Tourism makes up 35-40 per cent of the town’s income with around 800,000 tourists coming annually. For years before 2004, hotels in Ha Tien could not have enough clean water for tourists. Tong Kim Quang, chairman of Sa Dec town’s people’s committee in Dong Thap province, said the town, the provincial economic hub, had lured more foreign investors since the 3DT project.

“Since we got enough clean running water three years ago, we have attracted five more foreign direct investors,” said Quang. Dong Thap province only has 13 foreign direct investment (FDI) projects. “These five FDI projects have created jobs for thousands of people in the town. Clean water is now available, thus, we could expect more investors coming to Dong Thap,” said Quang.

The 3DT project has built a clean water works with capacity of 20,000 cubic meters per day for Sa Dec and 90 per cent of the town’s 110,000 people have been provided with running water. “It is hard to provide a concrete figure, but the clean water supply system has obviously boosted local economic development,” said Quang.

Sanitation for sustainability

Previously, in Bac Lieu and Sa Dec, about a third of households had no toilet, while the figure was more than half in Ha Tien. Pit latrines, “fish pond toilets”, temporary structures built over river or canal, or open defecation in fields were common, leading to environmental and health issues. With the 3DT project’s loans scheme, Tran Kim Hien, a farmer in Sa Dec town, had enough money to build a real “water closet” toilet. “With the clean toilets, we feel we are healthier,” said Hien.

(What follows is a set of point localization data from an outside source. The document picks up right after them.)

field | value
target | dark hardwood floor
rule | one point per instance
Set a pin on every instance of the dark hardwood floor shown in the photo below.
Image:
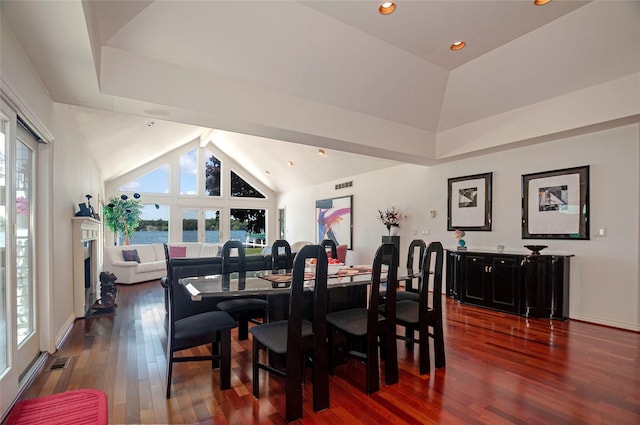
(501, 369)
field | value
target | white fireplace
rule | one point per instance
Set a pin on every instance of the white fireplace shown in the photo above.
(86, 241)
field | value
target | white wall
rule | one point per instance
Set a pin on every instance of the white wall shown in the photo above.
(177, 202)
(604, 271)
(71, 175)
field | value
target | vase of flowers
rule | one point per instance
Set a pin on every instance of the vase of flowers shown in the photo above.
(122, 215)
(391, 218)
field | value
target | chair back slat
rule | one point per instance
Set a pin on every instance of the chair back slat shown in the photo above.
(386, 255)
(233, 263)
(281, 257)
(330, 246)
(432, 265)
(296, 300)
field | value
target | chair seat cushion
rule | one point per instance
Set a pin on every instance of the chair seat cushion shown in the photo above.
(408, 296)
(273, 335)
(353, 321)
(408, 311)
(203, 324)
(242, 304)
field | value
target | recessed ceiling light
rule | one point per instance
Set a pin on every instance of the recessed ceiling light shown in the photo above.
(387, 8)
(458, 45)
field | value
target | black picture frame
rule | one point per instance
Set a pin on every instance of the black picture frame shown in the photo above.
(334, 220)
(555, 204)
(469, 202)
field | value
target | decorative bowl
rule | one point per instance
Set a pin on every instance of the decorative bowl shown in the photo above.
(332, 269)
(535, 249)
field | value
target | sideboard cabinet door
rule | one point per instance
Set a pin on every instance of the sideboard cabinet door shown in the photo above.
(504, 284)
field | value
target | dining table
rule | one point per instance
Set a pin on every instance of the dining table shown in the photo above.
(347, 286)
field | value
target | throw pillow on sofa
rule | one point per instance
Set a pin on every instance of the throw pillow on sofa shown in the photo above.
(177, 251)
(130, 255)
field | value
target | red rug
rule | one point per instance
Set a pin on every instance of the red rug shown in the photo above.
(87, 407)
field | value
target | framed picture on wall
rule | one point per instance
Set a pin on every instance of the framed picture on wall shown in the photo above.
(469, 202)
(555, 204)
(334, 220)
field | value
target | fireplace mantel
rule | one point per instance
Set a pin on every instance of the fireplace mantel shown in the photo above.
(85, 229)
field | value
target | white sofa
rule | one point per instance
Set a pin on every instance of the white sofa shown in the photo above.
(152, 263)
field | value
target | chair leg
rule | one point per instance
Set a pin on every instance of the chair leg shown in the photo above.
(425, 357)
(409, 333)
(320, 379)
(256, 369)
(391, 358)
(293, 387)
(169, 371)
(373, 365)
(331, 351)
(216, 354)
(438, 344)
(243, 329)
(225, 359)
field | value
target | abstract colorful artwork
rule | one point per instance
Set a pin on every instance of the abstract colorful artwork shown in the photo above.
(334, 220)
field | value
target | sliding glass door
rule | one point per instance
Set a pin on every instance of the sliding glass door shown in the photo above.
(19, 333)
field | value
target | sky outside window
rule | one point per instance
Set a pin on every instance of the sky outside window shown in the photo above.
(189, 173)
(156, 181)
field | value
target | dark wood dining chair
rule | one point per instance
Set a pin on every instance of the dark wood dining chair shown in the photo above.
(242, 309)
(189, 326)
(298, 337)
(416, 251)
(330, 246)
(281, 258)
(366, 329)
(426, 312)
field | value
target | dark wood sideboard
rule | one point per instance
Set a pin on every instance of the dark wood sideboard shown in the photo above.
(517, 283)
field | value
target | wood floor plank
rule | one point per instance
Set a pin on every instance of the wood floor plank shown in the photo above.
(501, 369)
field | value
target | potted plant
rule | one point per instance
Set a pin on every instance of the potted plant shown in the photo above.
(391, 218)
(122, 216)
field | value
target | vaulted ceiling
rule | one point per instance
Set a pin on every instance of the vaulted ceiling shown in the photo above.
(272, 81)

The Sanitation Credit Scheme, still in operation today, has resulted in the installation of more than 4,400 septic tank toilets in households across the three towns. The scheme provided seed funding to the Townships’ Women’s Unions (TWU) to provide loans to install toilets. Households borrowed about VND2.5 million, paying the money back to the TWU over one to two years at about 1 per cent interest rate.

Reinsch said that the project had contributed to the community development and capacity building. Sa Dec Women Union’s chairwoman Nguyen Thi Phi Yen admitted that project staff training sessions on credit extension and management have enabled Women Union officials to operate the scheme after the project was over.

Quang said improved household sanitation and waste collection and treatment in the town had resulted in cleaner environment and reduced water-borne illnesses. A recent survey of households showed a 75 per cent decrease in diarrhea and eye and skin-related problems, a 90 per cent decrease in women’s gynecological problems and a 95 per cent reduction in internal worm problems in three towns.

Previously, the towns had limited facilities for solid waste collection. Domestic waste was deposited and collected from the streets and frequently ended up in the sea or canals, or dumped on vacant land. As a result, leach ate seeped into the groundwater and polluted local crops. But with the rubbish bins, pedicarts and compactor trucks provided by 3DT project, waste collection has been improved and uncontrolled rubbish dump sites have been replaced with new sanitary landfills.

Also in recent survey conducted in the three towns, more than 90 per cent of households said their area was cleaner than five years ago. Tran Kim Hien said that Sa Dec was lucky to be included in the project. Previously, many schools in Bac Lieu, Sa Dec and Ha Tien had inadequate or poorly maintained sanitation facilities. The toilets were sub-standard and smelly. Clean water and soap not always available and some parents expressed concern that the poor facilities put their children off going to school.

3DT’s Schools Sanitation Programme provided funding for 30 schools to upgrade or install toilets, urinals, hand washing facilities, drinking fountains and water tanks. Trung Vuong primary school’s principle in Sa Dec Ngo Thuy Anh said that students were previously afraid of going to toilets due to unhygienic conditions. “But now, they are coming into toilets with smiles,” said Anh.

Reinsch said the assistance to upgrade the toilets for school was one of the most meaningful parts of the project. “Children most need a clean environment and sanitation as they are most vulnerable to diseases,” he said.